Early last week, we were excited to welcome one of nine groups of campers from CAMBA‘s After School program for an Enrichment Visit. CAMBA is a non-profit agency that provides services to 35,000+ low-income people on welfare; at risk of homelessness; living with or at risk of HIV/AIDS; immigrants and refugees; children and young adults; and other groups working to become self sufficient. We have been lucky enough to work with over 300+ youth from CAMBA this summer.
On this particular visit, the lesson “Eat Whole Foods!” focused on the distinction between whole and processed foods — for example, investigating the differences between a potato and a French fry, or tomato and ketchup.
The lesson opened with an exercise to help identify various classifications of foods. The class had to determine if the image on our graphic cards was either a whole, light processed, or heavily processed food. For example:
Can you identify which one is which?
These kinds of games are great ways for kids to build recognition skills, and to begin thinking about the foods they eat and how far removed they are from the plant or animal they originated with. While most of our Enrichment Visit campers that day – and indeed, many of us — might not spend a lot of time actually thinking about these kinds of distinctions, Farm Apprentice Nicole noted that the students were actually fairly on-point with their answers.

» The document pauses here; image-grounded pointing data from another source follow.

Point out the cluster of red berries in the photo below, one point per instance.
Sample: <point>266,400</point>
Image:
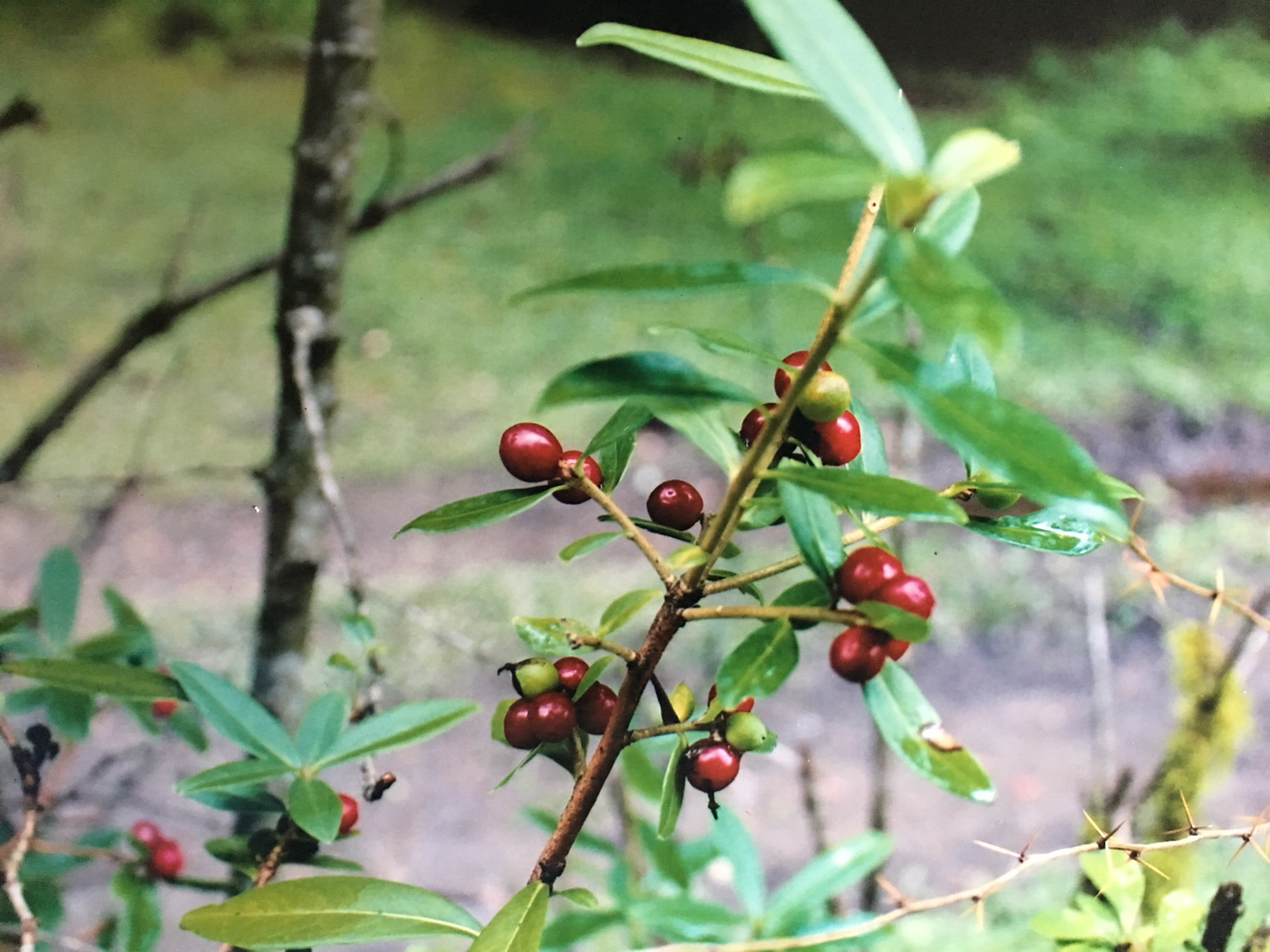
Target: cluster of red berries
<point>873,574</point>
<point>822,420</point>
<point>548,709</point>
<point>164,859</point>
<point>532,454</point>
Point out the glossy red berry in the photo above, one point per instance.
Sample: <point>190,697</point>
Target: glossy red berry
<point>552,717</point>
<point>712,764</point>
<point>530,452</point>
<point>836,442</point>
<point>165,859</point>
<point>572,672</point>
<point>857,654</point>
<point>573,495</point>
<point>867,571</point>
<point>349,813</point>
<point>146,833</point>
<point>596,709</point>
<point>676,503</point>
<point>516,727</point>
<point>163,707</point>
<point>783,380</point>
<point>910,593</point>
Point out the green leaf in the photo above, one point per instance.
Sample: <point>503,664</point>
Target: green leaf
<point>896,621</point>
<point>738,848</point>
<point>814,527</point>
<point>622,608</point>
<point>760,664</point>
<point>478,510</point>
<point>913,730</point>
<point>836,59</point>
<point>646,374</point>
<point>1020,446</point>
<point>883,495</point>
<point>587,545</point>
<point>321,725</point>
<point>680,278</point>
<point>235,715</point>
<point>970,157</point>
<point>405,724</point>
<point>316,808</point>
<point>706,430</point>
<point>232,775</point>
<point>143,918</point>
<point>948,294</point>
<point>517,927</point>
<point>766,184</point>
<point>329,910</point>
<point>1044,531</point>
<point>672,791</point>
<point>802,899</point>
<point>95,678</point>
<point>737,67</point>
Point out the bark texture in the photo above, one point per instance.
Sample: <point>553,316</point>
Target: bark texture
<point>337,99</point>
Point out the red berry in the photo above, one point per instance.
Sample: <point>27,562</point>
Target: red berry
<point>712,764</point>
<point>836,442</point>
<point>573,495</point>
<point>516,727</point>
<point>867,571</point>
<point>676,503</point>
<point>753,423</point>
<point>530,452</point>
<point>165,859</point>
<point>146,833</point>
<point>552,717</point>
<point>347,813</point>
<point>783,380</point>
<point>596,709</point>
<point>910,593</point>
<point>163,707</point>
<point>857,654</point>
<point>572,672</point>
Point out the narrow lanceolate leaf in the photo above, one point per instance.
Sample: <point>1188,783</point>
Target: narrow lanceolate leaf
<point>118,681</point>
<point>766,184</point>
<point>235,715</point>
<point>913,730</point>
<point>814,526</point>
<point>233,775</point>
<point>800,902</point>
<point>1044,531</point>
<point>672,790</point>
<point>948,294</point>
<point>737,67</point>
<point>58,593</point>
<point>644,374</point>
<point>882,495</point>
<point>405,724</point>
<point>970,157</point>
<point>1019,446</point>
<point>331,910</point>
<point>760,664</point>
<point>680,278</point>
<point>316,808</point>
<point>836,59</point>
<point>476,510</point>
<point>517,927</point>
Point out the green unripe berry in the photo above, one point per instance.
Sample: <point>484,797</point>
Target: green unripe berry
<point>746,731</point>
<point>535,677</point>
<point>827,397</point>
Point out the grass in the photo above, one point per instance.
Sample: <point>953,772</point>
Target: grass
<point>1128,238</point>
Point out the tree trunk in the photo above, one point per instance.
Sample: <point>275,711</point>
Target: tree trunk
<point>337,95</point>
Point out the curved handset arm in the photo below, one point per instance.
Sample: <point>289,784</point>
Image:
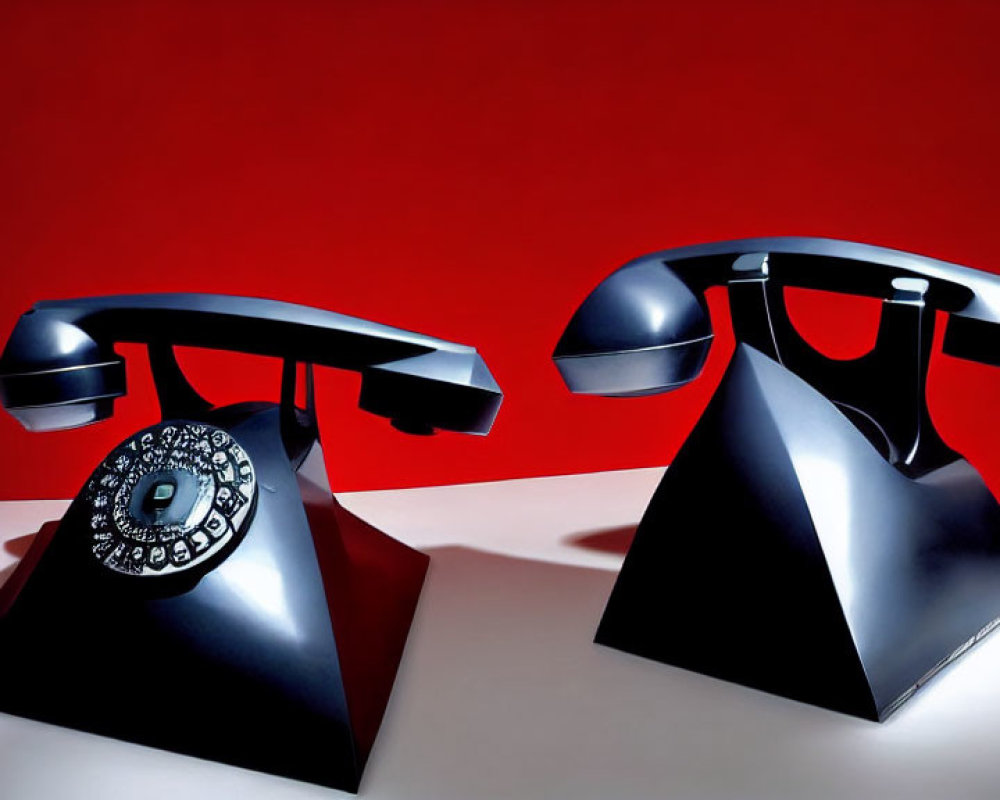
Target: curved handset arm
<point>645,328</point>
<point>59,368</point>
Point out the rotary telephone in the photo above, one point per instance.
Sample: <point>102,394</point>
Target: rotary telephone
<point>205,593</point>
<point>814,536</point>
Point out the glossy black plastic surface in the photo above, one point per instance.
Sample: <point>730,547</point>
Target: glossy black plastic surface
<point>814,536</point>
<point>205,593</point>
<point>59,368</point>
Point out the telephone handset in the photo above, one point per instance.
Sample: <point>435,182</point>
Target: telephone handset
<point>205,592</point>
<point>814,537</point>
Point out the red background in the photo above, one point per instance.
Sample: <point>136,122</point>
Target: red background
<point>471,171</point>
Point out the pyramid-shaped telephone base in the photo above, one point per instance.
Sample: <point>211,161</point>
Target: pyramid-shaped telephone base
<point>280,659</point>
<point>781,551</point>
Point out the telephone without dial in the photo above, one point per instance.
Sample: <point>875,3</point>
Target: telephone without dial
<point>814,536</point>
<point>205,592</point>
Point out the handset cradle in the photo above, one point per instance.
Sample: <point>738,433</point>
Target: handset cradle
<point>205,592</point>
<point>814,536</point>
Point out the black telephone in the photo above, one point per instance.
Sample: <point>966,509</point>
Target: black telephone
<point>814,537</point>
<point>205,593</point>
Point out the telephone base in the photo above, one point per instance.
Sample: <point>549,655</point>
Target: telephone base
<point>280,659</point>
<point>780,551</point>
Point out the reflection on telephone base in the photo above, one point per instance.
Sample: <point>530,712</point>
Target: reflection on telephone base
<point>205,593</point>
<point>814,537</point>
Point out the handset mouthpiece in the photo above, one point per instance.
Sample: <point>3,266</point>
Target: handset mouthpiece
<point>641,331</point>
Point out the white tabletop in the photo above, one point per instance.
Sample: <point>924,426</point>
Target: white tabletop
<point>502,694</point>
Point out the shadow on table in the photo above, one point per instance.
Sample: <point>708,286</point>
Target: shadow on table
<point>503,694</point>
<point>608,540</point>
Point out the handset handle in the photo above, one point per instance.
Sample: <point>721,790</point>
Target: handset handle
<point>970,296</point>
<point>645,328</point>
<point>59,368</point>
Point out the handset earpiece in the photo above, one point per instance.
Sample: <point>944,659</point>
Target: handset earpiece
<point>641,331</point>
<point>56,376</point>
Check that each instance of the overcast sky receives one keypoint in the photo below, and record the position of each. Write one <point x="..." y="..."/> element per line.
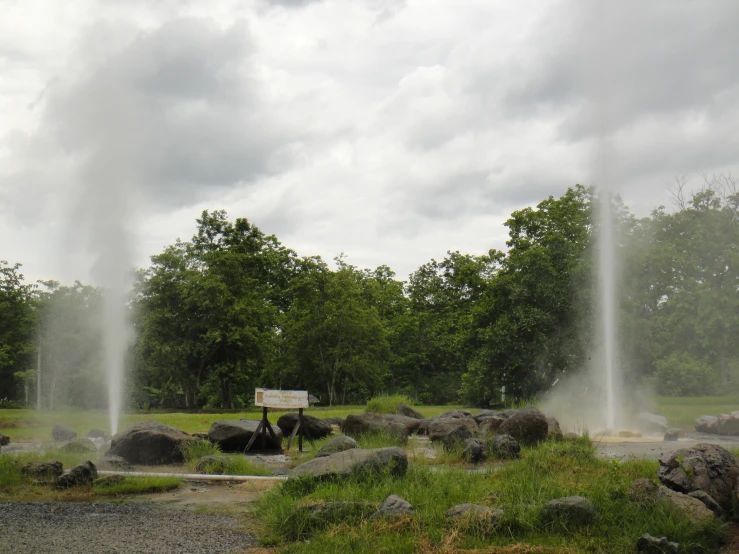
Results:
<point x="391" y="130"/>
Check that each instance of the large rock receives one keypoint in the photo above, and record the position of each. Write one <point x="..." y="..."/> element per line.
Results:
<point x="79" y="446"/>
<point x="43" y="471"/>
<point x="652" y="545"/>
<point x="473" y="451"/>
<point x="571" y="510"/>
<point x="313" y="427"/>
<point x="407" y="411"/>
<point x="337" y="444"/>
<point x="651" y="423"/>
<point x="705" y="467"/>
<point x="80" y="475"/>
<point x="527" y="426"/>
<point x="63" y="433"/>
<point x="150" y="443"/>
<point x="355" y="461"/>
<point x="438" y="428"/>
<point x="706" y="424"/>
<point x="692" y="508"/>
<point x="233" y="436"/>
<point x="505" y="447"/>
<point x="394" y="506"/>
<point x="474" y="511"/>
<point x="490" y="426"/>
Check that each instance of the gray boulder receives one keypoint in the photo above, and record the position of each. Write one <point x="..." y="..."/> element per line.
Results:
<point x="527" y="426"/>
<point x="409" y="412"/>
<point x="652" y="545"/>
<point x="643" y="490"/>
<point x="79" y="446"/>
<point x="706" y="424"/>
<point x="313" y="427"/>
<point x="115" y="463"/>
<point x="394" y="506"/>
<point x="490" y="426"/>
<point x="456" y="437"/>
<point x="212" y="465"/>
<point x="571" y="510"/>
<point x="337" y="444"/>
<point x="705" y="467"/>
<point x="150" y="443"/>
<point x="63" y="433"/>
<point x="708" y="502"/>
<point x="505" y="447"/>
<point x="354" y="462"/>
<point x="233" y="436"/>
<point x="473" y="451"/>
<point x="474" y="511"/>
<point x="651" y="423"/>
<point x="81" y="475"/>
<point x="728" y="424"/>
<point x="691" y="508"/>
<point x="42" y="471"/>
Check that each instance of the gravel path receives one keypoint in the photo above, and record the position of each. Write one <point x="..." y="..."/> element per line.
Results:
<point x="101" y="528"/>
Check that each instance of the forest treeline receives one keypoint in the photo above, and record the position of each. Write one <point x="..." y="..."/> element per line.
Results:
<point x="233" y="308"/>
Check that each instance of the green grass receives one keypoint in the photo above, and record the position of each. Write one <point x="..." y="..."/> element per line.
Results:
<point x="137" y="485"/>
<point x="22" y="425"/>
<point x="551" y="470"/>
<point x="387" y="404"/>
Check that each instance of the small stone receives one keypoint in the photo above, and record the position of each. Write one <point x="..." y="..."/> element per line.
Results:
<point x="708" y="502"/>
<point x="394" y="506"/>
<point x="474" y="511"/>
<point x="643" y="490"/>
<point x="82" y="474"/>
<point x="337" y="444"/>
<point x="652" y="545"/>
<point x="571" y="510"/>
<point x="63" y="433"/>
<point x="506" y="447"/>
<point x="473" y="451"/>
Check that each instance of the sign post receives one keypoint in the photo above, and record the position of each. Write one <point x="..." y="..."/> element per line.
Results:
<point x="281" y="400"/>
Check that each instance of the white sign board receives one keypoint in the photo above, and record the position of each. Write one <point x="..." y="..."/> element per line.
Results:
<point x="281" y="399"/>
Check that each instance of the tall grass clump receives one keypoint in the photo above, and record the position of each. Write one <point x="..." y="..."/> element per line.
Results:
<point x="521" y="488"/>
<point x="387" y="404"/>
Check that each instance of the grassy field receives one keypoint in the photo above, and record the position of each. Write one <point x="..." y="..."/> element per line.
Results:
<point x="22" y="425"/>
<point x="520" y="488"/>
<point x="31" y="425"/>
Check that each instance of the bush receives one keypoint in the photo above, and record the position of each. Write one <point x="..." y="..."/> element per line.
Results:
<point x="387" y="404"/>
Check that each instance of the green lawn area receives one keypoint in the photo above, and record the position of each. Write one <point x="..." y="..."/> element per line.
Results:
<point x="31" y="425"/>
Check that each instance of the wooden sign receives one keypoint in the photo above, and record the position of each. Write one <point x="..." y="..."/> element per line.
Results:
<point x="281" y="399"/>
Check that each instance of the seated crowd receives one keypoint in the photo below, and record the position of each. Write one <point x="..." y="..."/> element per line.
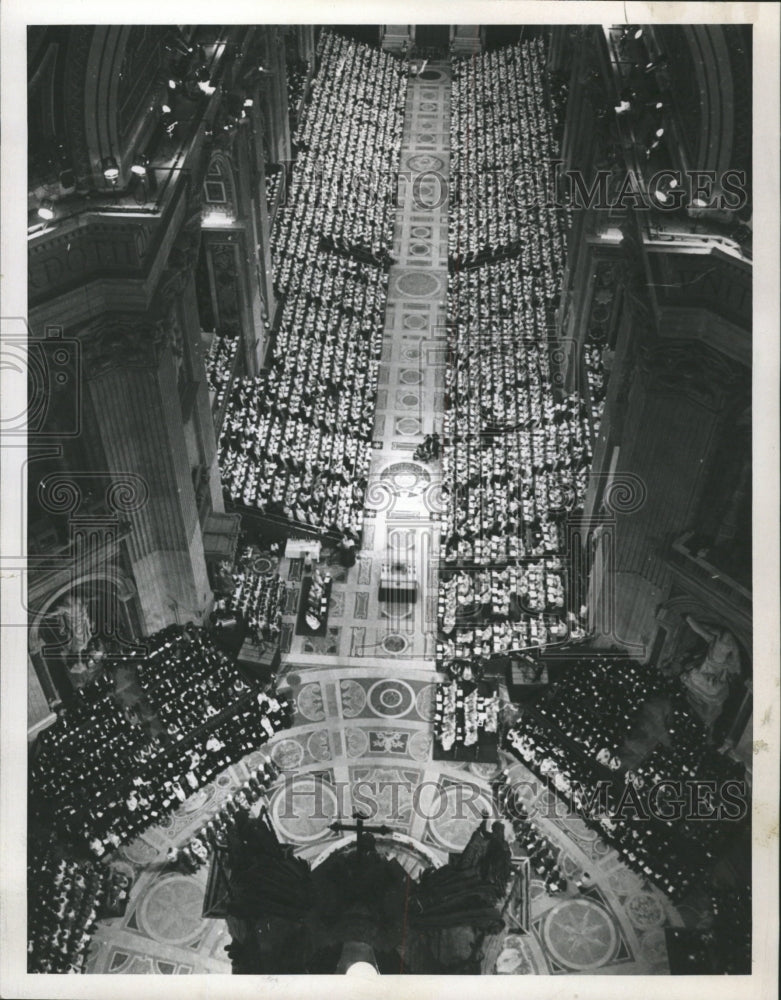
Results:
<point x="100" y="780"/>
<point x="516" y="463"/>
<point x="219" y="366"/>
<point x="660" y="842"/>
<point x="65" y="897"/>
<point x="649" y="848"/>
<point x="518" y="449"/>
<point x="296" y="439"/>
<point x="539" y="849"/>
<point x="462" y="712"/>
<point x="214" y="832"/>
<point x="502" y="145"/>
<point x="259" y="598"/>
<point x="596" y="703"/>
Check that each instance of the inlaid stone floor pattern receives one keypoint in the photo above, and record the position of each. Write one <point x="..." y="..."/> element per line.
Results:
<point x="363" y="693"/>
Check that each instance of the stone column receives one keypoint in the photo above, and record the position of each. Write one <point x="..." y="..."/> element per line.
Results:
<point x="395" y="36"/>
<point x="39" y="713"/>
<point x="466" y="40"/>
<point x="132" y="386"/>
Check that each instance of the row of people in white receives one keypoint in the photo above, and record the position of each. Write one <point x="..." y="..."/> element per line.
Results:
<point x="64" y="901"/>
<point x="219" y="365"/>
<point x="296" y="440"/>
<point x="502" y="151"/>
<point x="461" y="712"/>
<point x="260" y="599"/>
<point x="99" y="780"/>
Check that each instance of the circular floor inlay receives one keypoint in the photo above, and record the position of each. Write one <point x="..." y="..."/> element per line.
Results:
<point x="580" y="934"/>
<point x="391" y="698"/>
<point x="420" y="745"/>
<point x="310" y="702"/>
<point x="415" y="283"/>
<point x="455" y="814"/>
<point x="263" y="565"/>
<point x="356" y="741"/>
<point x="171" y="910"/>
<point x="408" y="426"/>
<point x="425" y="161"/>
<point x="406" y="476"/>
<point x="645" y="910"/>
<point x="319" y="746"/>
<point x="353" y="698"/>
<point x="303" y="809"/>
<point x="287" y="754"/>
<point x="392" y="644"/>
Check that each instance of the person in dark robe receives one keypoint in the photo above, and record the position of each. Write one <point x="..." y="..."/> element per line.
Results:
<point x="495" y="867"/>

Following this activity, students got to explore the various whole foods growing on the farm – which included everything from amaranth, beans and beets, carrots and cucumbers, dill, and eggplant to okra, potatoes, sage, swiss chard, tomatoes, and zucchini. Of the tour, Nicole also noted that:
The kids were really attentive and intrigued to see the tomatoes growing on the farm. Most of these kids aren’t accustomed to seeing their vegetables in the growing process, still attached to their host plant. It’s fascinating to witness the moment in which kids make that realization and connection that their food comes from the ground. This was especially true for potatoes. Fast food french-fries were more familiar to them than the actual whole unrefined, un-processed potato that they come from.
After exploring the whole foods, students were finally given the opportunity to make their own lightly-processed treats! The class of 40 was divided into three groups, each of which was tasked with harvesting a different green from around the farm: sage, chard, and basil.
Once the greens were harvested and hand-washed, the kids gathered to prepare three raw pesto blends. Using hand-powered veggie choppers, each group combined their greens, along with some olive oil; salt; and a blend of lemon juice and water to make a fresh green pesto. Once complete, it was time to taste and compare the fruits of our labor with some dipping crackers.
(In case you’re wondering: while the group felt that each pesto was unique and awesome, the basil pesto gained the most praise.)
The pesto that we made was technically processed, as there was some labor involved in preparing it. But with minimal alterations and no temperature influence (i.e. heat or chilling), it retained all the vitamins, minerals, and other nutrients of whole and lightly-processed foods that are great sources for energy in our body.
Our goals with this lesson were to help kid distinguish between whole and processed foods; and to understand why whole foods are better for our bodies. In doing so, we hope to inform their eating choices and perhaps even spark a new interest in purchasing, preparing and eating more fresh whole foods.
The Battery Conservancy thanks CAMBA for choosing Battery Urban Farm as a site for their After School program this summer. We would also like to thank City As School and the Ettinger Foundation for the donation of the hand-powered veggie choppers that made these pestos possible!